A 14-year-old male with rhabdomyolysis associated with psychogenic polydipsia and hyponatremia
Article information
Abstract
Rhabdomyolysis associated with psychogenic polydipsia and hyponatremia is a rare condition that can cause substantial morbidity and mortality. We report a 14-year-old boy with psychogenic polydipsia who experienced recurrent hyponatremia and subsequent rhabdomyolysis. Treatment involved intravenous fluids and restriction of oral water intake. This case emphasizes the importance of early recognition and management of this condition. The possibility of rhabdomyolysis should be considered in patients with hyponatremia who have myalgia.
Introduction
Rhabdomyolysis is a potentially lethal condition characterized by rapid breakdown of the skeletal muscle tissue with leakage of toxic cellular contents into the bloodstream (1). Primary polydipsia features the excessive intake of fluids unrelated to physiological needs and the excretion of a large amount of dilute urine. It has been most commonly described in patients with psychiatric disorders with a 6%-20% prevalence, hence the frequent use of the term psychogenic polydipsia (2). Presumed etiology is dysfunction of the thirst regulation mechanism in the brain (3). Twenty-five percent of psychogenic polydipsia incurs hyponatremia, which manifests nausea, headache, lethargy, seizure, and coma (4). We report a rare case of an adolescent boy with psychogenic polydipsia presenting with recurrent episodes of hyponatremia and subsequent rhabdomyolysis. This study was approved by the institutional review board of CHA Bundang Medical Center with a waiver for informed consent (IRB no. 2023-07-053).
Case
A 14-year-old boy visited the pediatric endocrinology clinic after experiencing polydipsia, a daily water intake of 5 L/day, for over 2 weeks. The boy had a body mass index of 37.4 kg/m2 (100th percentile), a height of 176 cm (92.9th percentile), and a weight of 116 kg (100th percentile). He had a known history of attention deficit hyperactivity disorder without taking medications. Otherwise, he had been previously healthy. The patient had a family history of diabetes mellitus.
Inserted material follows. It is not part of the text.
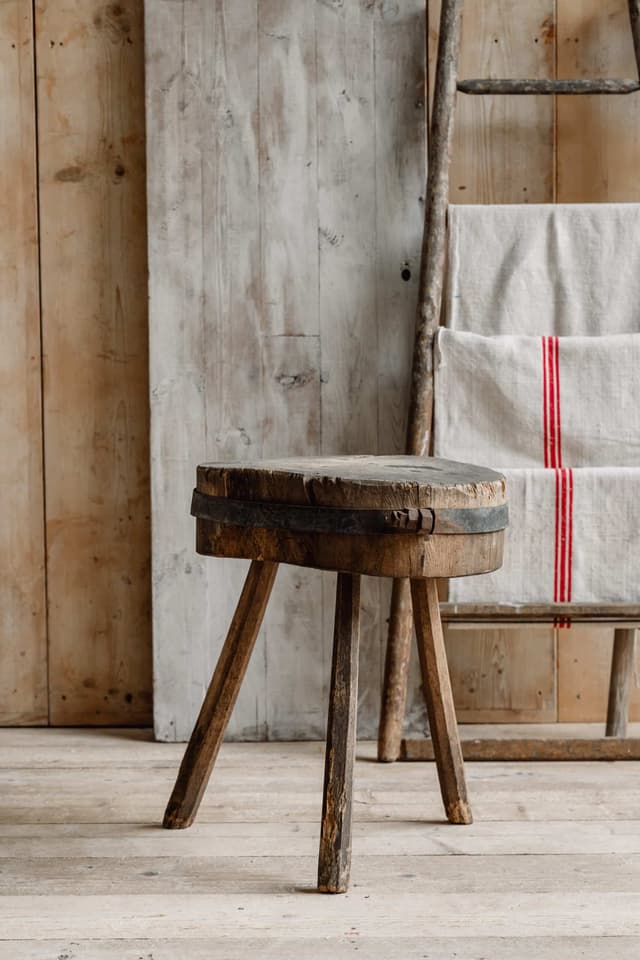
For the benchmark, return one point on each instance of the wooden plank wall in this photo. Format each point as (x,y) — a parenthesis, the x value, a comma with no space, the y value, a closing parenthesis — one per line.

The findings of laboratory tests conducted at an outside hospital, 1 week prior to the visit at our clinic, were as follows: glucose, 83 mg/dL; hemoglobin A1c, 5.5%; sodium, 125 mEq/L; and no glucose and red blood cells on the urine. At that time, no treatment was performed against hyponatremia because he did not show any symptoms.
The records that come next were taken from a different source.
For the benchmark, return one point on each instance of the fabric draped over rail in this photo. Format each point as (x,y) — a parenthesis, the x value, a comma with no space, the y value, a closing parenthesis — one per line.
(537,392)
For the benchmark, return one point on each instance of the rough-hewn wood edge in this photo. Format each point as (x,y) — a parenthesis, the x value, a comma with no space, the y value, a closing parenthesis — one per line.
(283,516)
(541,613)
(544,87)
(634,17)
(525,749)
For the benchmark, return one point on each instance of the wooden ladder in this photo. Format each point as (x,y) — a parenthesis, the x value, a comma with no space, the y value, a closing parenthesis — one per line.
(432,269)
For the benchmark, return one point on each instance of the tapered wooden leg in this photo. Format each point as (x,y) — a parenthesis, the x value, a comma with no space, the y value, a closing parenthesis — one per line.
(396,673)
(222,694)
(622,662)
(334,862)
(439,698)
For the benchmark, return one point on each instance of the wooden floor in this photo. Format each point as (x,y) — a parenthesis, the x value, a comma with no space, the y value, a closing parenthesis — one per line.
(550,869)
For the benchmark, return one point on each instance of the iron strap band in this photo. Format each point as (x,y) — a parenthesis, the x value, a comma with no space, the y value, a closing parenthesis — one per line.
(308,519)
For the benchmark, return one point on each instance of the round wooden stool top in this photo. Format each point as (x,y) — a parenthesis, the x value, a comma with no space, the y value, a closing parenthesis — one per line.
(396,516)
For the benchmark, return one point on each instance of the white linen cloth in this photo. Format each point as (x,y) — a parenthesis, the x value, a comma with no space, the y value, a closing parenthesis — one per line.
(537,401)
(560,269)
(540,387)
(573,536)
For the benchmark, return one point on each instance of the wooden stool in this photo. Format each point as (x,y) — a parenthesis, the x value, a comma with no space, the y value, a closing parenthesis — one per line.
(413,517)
The boy was hospitalized for evaluation of pathologic polydipsia and hyponatremia. The initial laboratory findings were as follows: sodium, 142 mEq/L; serum osmolality, 296 mOsm/kg (reference value, 275-295 mOsm/kg); urine osmolality, 484 mOsm/kg (reference value, 50-1,400 mOsm/kg, depending on volume status); and antidiuretic hormone, 1.64 pg/mL (reference value, 1-5 pg/mL). Water deprivation test was conducted to differentiate diabetes insipidus. After 6 hours, urine output and osmolality decreased to 1.3 L/kg/hour and 353 mOsm/kg, respectively. The test was terminated with the subcutaneous administration of vasopressin (2.4 units), which increased urine osmolality to 602 mOsm/kg. Sella magnetic resonance imaging showed the normal pituitary gland. Although the water deprivation test was inconclusive, both psychogenic polydipsia and central diabetes insipidus were considered given the decrease in urine output after water restriction. After discharge, the boy was found to have coronavirus disease 2019, and isolated. For this reason, he could not have a follow-up at our hospital.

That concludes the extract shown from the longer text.